America's first black president offered the first Latin American pope a stately and effusive welcome on the South Lawn, praising his moral leadership on issues that politics have struggled to address.
"I believe the excitement around your visit must be attributed not only to your role as pope, but to your unique qualities as a person," Obama said, praising Francis's humility, "embrace of simplicity" and generosity of spirit.
Though Pope Francis has inveighed against the materialism that the United States seems to embody like no other country, he is also a potential political ally for Obama, sharing many of his progressive goals and bringing along many of America's 70 million Catholics.
Speaking in fluent, if accented, English, the 78-year-old Argentine pontiff returned the warm blessings of his host and addressed Washington's bitter debate about immigration reform.
"As the son of an immigrant family, I am happy to be a guest in this country, which was largely built by such families."
Francis said he would address Congress "to offer words of encouragement to those called to guide the nation's political future in fidelity to its founding principles."
Obama lauded Francis for reminding the world that "the Lord's most powerful message is mercy."
"That means welcoming the stranger with empathy and a truly open heart, from the refugee who flees war-torn lands to the immigrant who leaves home in search of a better life," Obama said.
That joint message may also resonate strongly in Europe, which has been convulsed for months by an ongoing refugee crisis.
And as many US conservatives question the very existence of man-made climate change, Francis and Obama made a de facto joint appeal for action on the issue.
"Holy Father, you remind us that we have a sacred obligation to protect our planet, God's magnificent gift to us," Obama said.
Francis took up the call.
"Accepting the urgency, it seems clear to me also that climate change is a problem which can no longer be left to a future generation," Francis said.
"When it comes to the care of our 'common home,' we are living at a critical moment of history."
The pope was afforded a full ceremonial welcome and a 40 minute one-on-one meeting with Obama in the Oval Office.
The visit was a political mirror of Pope Benedict's 2008 visit to George W. Bush's White House. Those two leaders were as conservative as their current successors are progressive.
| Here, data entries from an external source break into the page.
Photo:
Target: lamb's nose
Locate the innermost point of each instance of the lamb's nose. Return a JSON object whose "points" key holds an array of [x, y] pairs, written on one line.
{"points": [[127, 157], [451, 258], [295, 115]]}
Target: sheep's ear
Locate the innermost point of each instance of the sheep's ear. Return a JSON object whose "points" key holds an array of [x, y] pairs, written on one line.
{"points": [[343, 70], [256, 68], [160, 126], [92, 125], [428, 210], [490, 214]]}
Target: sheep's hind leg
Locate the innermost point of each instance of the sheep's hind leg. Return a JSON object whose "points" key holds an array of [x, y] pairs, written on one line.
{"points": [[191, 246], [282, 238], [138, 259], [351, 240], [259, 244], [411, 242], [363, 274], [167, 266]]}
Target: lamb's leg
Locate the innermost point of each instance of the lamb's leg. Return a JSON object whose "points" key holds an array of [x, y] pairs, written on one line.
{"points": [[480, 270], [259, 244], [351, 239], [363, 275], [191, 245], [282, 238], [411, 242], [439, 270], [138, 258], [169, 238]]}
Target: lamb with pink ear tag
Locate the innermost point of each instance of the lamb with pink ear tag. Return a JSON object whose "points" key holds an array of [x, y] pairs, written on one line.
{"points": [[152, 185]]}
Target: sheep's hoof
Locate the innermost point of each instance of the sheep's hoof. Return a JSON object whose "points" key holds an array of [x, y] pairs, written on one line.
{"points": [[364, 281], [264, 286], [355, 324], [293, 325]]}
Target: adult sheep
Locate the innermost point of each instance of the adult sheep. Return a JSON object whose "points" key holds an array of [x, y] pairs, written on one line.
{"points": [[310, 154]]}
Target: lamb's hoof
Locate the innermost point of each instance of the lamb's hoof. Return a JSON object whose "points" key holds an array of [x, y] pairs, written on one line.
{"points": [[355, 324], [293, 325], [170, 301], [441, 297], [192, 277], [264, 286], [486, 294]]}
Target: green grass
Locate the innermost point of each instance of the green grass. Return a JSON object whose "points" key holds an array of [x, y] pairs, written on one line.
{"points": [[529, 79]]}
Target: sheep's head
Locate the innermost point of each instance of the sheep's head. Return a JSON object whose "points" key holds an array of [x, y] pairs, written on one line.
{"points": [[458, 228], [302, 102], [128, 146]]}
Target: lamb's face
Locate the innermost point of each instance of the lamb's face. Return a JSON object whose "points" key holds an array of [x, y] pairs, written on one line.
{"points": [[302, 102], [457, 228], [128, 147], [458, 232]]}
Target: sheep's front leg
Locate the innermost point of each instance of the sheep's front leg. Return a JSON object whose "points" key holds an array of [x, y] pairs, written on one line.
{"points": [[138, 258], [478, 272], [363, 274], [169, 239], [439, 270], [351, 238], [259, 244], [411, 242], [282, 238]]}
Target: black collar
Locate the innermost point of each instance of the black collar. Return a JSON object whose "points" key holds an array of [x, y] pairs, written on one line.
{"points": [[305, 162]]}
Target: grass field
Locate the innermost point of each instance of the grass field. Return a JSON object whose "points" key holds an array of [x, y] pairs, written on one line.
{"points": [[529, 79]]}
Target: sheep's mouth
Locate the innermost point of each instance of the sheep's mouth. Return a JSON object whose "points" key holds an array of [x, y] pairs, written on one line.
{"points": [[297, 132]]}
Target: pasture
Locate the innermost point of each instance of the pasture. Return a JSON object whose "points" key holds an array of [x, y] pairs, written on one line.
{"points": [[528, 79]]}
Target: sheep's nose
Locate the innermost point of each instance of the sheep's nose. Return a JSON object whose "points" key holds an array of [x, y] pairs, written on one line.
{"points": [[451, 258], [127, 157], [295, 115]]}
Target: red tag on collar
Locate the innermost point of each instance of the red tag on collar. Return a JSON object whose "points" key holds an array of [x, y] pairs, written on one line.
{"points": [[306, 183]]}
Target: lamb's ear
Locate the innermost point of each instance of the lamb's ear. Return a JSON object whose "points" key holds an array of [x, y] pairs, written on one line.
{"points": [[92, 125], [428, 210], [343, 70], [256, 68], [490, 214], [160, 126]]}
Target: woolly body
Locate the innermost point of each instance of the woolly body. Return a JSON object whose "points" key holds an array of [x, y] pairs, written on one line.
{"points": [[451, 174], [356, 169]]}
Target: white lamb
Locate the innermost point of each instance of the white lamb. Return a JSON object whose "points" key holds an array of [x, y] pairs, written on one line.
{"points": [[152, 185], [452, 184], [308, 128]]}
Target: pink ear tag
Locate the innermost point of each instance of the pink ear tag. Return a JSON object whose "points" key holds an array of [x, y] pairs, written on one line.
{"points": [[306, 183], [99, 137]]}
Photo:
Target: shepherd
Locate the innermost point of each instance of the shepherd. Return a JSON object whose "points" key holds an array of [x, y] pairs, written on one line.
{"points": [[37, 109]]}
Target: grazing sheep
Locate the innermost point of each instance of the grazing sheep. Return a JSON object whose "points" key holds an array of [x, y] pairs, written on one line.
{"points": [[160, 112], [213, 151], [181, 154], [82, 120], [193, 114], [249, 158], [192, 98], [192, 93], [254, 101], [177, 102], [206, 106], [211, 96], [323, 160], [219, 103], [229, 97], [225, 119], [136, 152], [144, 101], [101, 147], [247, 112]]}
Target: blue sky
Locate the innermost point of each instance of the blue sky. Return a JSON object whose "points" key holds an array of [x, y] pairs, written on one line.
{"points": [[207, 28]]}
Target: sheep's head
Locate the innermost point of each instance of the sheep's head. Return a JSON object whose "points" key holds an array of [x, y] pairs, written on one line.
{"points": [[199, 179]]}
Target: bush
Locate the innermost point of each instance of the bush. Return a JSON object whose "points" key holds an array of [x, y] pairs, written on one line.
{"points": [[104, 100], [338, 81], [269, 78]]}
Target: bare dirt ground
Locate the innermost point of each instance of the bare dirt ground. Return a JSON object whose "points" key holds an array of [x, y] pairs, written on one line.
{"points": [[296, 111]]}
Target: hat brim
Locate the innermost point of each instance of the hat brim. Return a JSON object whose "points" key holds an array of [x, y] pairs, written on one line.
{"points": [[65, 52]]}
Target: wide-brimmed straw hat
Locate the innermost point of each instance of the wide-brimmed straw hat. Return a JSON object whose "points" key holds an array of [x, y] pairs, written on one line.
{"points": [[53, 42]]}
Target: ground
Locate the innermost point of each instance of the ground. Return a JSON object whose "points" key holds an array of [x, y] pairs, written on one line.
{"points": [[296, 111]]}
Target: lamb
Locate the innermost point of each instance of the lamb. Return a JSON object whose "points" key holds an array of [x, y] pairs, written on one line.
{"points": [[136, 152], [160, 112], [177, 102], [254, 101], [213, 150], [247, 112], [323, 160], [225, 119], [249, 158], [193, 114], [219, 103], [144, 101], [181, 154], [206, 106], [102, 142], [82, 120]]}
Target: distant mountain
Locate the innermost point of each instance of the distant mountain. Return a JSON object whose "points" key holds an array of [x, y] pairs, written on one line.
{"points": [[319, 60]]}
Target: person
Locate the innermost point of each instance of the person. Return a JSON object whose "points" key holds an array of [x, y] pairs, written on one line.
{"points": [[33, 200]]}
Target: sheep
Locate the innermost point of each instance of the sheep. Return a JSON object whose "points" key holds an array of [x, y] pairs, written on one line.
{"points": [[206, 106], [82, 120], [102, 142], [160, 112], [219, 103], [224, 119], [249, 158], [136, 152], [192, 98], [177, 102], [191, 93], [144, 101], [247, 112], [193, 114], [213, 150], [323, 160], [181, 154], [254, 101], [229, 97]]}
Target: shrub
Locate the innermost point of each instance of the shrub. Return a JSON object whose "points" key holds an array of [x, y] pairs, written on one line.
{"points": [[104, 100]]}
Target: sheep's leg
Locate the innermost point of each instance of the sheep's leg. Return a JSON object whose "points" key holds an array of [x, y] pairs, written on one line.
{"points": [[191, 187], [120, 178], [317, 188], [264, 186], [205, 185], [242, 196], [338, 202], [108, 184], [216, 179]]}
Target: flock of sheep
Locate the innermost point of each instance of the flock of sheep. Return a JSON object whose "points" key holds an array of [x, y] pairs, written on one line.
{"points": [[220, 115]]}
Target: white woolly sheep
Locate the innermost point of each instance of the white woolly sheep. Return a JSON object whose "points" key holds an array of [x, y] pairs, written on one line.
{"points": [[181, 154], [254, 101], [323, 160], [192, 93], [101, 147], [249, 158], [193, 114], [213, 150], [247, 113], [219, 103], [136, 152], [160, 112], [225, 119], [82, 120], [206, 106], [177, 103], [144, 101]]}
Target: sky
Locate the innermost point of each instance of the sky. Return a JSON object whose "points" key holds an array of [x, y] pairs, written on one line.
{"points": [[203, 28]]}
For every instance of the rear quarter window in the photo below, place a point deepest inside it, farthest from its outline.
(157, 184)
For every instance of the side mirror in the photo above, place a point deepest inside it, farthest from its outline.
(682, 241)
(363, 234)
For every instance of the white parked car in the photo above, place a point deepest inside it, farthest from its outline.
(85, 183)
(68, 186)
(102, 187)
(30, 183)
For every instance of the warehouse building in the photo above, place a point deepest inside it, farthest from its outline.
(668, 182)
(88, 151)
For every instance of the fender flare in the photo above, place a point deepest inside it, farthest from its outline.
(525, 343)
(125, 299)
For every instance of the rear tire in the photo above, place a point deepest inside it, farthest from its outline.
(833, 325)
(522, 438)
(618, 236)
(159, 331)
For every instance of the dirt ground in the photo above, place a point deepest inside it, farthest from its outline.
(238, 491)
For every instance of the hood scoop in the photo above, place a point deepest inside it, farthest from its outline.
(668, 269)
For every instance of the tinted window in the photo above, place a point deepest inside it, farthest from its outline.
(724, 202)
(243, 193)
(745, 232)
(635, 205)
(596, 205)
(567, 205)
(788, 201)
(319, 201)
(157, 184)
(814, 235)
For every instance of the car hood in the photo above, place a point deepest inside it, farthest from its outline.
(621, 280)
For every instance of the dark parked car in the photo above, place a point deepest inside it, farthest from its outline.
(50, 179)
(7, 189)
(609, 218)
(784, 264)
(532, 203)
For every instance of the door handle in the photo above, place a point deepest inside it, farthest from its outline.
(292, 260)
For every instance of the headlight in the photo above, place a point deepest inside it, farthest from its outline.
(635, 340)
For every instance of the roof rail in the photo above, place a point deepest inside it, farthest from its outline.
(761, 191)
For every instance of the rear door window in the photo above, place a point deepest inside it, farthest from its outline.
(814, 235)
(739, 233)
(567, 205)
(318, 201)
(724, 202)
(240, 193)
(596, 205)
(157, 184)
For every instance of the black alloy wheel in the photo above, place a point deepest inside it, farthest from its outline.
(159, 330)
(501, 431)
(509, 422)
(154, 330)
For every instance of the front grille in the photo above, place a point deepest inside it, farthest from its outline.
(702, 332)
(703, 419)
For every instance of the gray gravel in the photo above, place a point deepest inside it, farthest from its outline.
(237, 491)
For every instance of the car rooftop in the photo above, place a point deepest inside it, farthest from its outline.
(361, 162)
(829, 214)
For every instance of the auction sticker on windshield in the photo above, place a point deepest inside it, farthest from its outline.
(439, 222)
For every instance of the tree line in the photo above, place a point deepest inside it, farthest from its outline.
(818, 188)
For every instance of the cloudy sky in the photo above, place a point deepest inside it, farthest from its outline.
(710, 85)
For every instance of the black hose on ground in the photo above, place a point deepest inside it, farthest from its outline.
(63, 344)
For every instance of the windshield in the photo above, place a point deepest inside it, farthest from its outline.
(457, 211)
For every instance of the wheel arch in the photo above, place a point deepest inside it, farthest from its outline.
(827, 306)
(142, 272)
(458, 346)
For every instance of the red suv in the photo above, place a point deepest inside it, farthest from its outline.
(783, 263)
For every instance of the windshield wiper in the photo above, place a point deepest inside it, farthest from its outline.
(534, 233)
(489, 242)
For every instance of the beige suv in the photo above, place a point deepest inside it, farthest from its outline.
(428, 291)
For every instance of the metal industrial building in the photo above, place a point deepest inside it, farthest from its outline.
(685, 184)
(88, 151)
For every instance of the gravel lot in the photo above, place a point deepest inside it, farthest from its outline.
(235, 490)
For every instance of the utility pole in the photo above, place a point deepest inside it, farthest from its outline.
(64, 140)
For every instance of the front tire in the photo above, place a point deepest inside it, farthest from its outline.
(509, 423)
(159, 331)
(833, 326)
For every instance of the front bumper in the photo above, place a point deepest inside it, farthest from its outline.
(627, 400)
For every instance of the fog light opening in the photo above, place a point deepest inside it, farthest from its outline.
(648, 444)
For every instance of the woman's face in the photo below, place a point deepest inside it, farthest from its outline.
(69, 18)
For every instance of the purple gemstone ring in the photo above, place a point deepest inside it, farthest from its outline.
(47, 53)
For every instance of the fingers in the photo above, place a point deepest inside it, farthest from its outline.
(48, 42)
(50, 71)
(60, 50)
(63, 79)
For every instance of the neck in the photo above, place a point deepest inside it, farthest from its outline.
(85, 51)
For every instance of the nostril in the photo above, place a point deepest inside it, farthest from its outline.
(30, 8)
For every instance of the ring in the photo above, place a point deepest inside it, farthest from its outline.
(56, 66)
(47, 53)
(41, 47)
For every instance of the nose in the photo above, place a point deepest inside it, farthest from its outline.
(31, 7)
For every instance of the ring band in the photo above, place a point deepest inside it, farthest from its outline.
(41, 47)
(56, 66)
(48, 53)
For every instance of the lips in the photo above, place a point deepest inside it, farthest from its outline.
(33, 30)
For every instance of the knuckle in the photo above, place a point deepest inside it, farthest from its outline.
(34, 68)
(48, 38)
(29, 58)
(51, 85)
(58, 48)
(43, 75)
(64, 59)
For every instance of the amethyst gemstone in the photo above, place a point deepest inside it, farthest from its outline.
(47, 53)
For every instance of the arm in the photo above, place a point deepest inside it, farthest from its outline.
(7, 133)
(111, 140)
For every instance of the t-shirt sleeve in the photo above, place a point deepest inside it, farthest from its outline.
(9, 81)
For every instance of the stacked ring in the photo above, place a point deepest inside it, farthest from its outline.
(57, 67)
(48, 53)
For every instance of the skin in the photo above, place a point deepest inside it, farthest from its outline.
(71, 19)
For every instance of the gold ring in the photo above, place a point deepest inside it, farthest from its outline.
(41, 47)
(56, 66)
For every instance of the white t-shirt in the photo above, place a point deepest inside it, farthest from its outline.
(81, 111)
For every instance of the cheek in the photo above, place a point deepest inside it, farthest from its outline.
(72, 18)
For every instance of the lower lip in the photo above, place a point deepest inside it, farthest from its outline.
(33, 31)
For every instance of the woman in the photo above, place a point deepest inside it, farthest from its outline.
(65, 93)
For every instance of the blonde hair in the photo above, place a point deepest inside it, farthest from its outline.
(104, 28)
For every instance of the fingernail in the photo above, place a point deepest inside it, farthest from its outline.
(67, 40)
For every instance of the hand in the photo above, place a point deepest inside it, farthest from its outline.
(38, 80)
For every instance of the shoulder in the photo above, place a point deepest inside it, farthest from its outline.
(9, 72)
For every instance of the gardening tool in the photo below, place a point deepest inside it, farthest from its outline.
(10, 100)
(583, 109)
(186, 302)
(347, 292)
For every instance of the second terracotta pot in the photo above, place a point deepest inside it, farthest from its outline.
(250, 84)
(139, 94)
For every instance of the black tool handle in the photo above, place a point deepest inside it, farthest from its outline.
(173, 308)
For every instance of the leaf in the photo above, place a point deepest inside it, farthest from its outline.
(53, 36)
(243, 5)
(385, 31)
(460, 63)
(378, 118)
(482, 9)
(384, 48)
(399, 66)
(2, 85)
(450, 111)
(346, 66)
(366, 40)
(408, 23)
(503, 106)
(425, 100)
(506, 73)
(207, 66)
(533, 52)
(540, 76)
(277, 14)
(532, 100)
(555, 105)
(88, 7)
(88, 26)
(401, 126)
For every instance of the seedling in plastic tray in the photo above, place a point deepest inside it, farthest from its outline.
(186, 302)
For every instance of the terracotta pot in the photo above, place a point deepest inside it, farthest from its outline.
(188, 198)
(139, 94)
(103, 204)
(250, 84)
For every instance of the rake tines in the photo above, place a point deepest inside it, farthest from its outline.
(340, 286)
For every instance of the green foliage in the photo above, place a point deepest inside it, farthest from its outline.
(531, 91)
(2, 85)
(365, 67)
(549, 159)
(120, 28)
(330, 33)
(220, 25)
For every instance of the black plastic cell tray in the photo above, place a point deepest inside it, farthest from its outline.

But Francis has signalled he is unlikely to wade too deeply into America's bitterly fought politics.
The Vatican played a crucial role in brokering talks between Havana and Washington that led to the recent restoration of diplomatic ties after more than half a century.
But the pope told reporters that he would not specifically bring up Washington's embargo of Cuba in his speech on Thursday before American lawmakers, who largely favour taking a tough line with Havana.